The next stage of collaboration may be even larger. IIT Madras and Mazagon Dock are exploring future initiatives in advanced maritime and naval technologies, including the proposed HYDRA Centre, a large-scale hydrodynamic testing facility featuring a 500-metre towing tank. They are also examining research on indigenously developed high-efficiency multistage thermoelectric subzero refrigeration systems for naval submarines and small vessels.

The proposed towing tank is especially important. Large towing tanks allow ship models to be pulled through water under controlled conditions to measure resistance, propulsion behaviour, manoeuvring characteristics and wave-making effects. Such infrastructure can support advanced ship design, offshore engineering and naval architecture studies at a much larger scale than small laboratory setups.

The refrigeration research angle also shows how maritime innovation extends beyond hulls and propellers. Naval submarines and small vessels require reliable thermal-management systems, especially for equipment, crew comfort and mission endurance. Indigenous refrigeration technology for naval platforms can reduce dependency, improve maintainability and support India’s wider self-reliance goals in defence technology.

The wider significance of the new facility lies in India’s Aatmanirbhar Bharat vision for the maritime sector. Indigenous capability does not emerge only from final assembly lines. It grows from laboratories, test rigs, measurement systems, modelling facilities, trained engineers, design validation and industry-academic collaboration. A water tunnel may look like a technical facility, but it is actually part of the foundation on which future Indian ship designs, marine systems and naval technologies can be built.

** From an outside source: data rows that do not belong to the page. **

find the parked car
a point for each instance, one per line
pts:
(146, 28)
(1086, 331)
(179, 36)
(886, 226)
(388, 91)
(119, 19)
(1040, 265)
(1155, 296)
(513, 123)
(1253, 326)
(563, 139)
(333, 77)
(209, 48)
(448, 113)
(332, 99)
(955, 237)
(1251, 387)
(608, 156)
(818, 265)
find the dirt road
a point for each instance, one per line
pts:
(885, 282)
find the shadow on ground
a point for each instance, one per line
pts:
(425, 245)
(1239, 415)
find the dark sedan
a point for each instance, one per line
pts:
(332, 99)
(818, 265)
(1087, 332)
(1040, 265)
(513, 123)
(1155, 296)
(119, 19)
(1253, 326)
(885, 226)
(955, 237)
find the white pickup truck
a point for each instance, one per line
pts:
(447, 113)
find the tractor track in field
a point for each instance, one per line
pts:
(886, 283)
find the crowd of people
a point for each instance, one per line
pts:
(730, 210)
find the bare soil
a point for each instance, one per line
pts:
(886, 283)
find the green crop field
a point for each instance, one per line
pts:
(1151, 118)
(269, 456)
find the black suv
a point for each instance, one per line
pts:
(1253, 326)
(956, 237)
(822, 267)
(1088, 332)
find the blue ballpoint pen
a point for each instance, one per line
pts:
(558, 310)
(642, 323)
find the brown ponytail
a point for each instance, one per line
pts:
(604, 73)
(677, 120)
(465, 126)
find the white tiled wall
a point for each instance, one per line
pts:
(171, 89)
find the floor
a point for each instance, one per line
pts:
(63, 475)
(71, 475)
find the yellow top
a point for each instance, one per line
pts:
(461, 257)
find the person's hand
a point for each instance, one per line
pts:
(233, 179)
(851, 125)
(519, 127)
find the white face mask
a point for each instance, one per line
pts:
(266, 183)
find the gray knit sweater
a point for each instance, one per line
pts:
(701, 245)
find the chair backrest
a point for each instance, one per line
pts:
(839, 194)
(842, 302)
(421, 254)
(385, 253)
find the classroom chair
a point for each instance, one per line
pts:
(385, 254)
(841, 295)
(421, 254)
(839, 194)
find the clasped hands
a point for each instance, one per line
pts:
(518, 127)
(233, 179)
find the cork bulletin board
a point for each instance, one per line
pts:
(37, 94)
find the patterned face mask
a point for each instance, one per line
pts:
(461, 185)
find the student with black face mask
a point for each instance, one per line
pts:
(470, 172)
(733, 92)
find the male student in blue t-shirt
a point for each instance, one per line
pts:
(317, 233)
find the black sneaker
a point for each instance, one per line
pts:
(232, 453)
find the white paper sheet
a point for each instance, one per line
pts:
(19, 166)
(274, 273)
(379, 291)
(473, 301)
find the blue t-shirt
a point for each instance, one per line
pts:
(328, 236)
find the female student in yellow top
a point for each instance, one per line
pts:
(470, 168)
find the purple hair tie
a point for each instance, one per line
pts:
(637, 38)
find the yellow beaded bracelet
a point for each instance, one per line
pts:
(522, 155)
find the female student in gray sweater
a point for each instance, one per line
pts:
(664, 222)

For IIT Madras, the launch reinforces its role as one of India’s strongest ocean engineering hubs. For Mazagon Dock, it creates a channel to advanced research and future talent. For India, it strengthens the domestic knowledge base needed for maritime security, industrial growth and blue economy development.

The new Circulating Water Tunnel facility is therefore more than a campus addition. It is a small but important piece of India’s larger maritime transformation — a move from dependence on external testing and imported design confidence towards domestic experimentation, indigenous validation and technology development rooted in Indian institutions.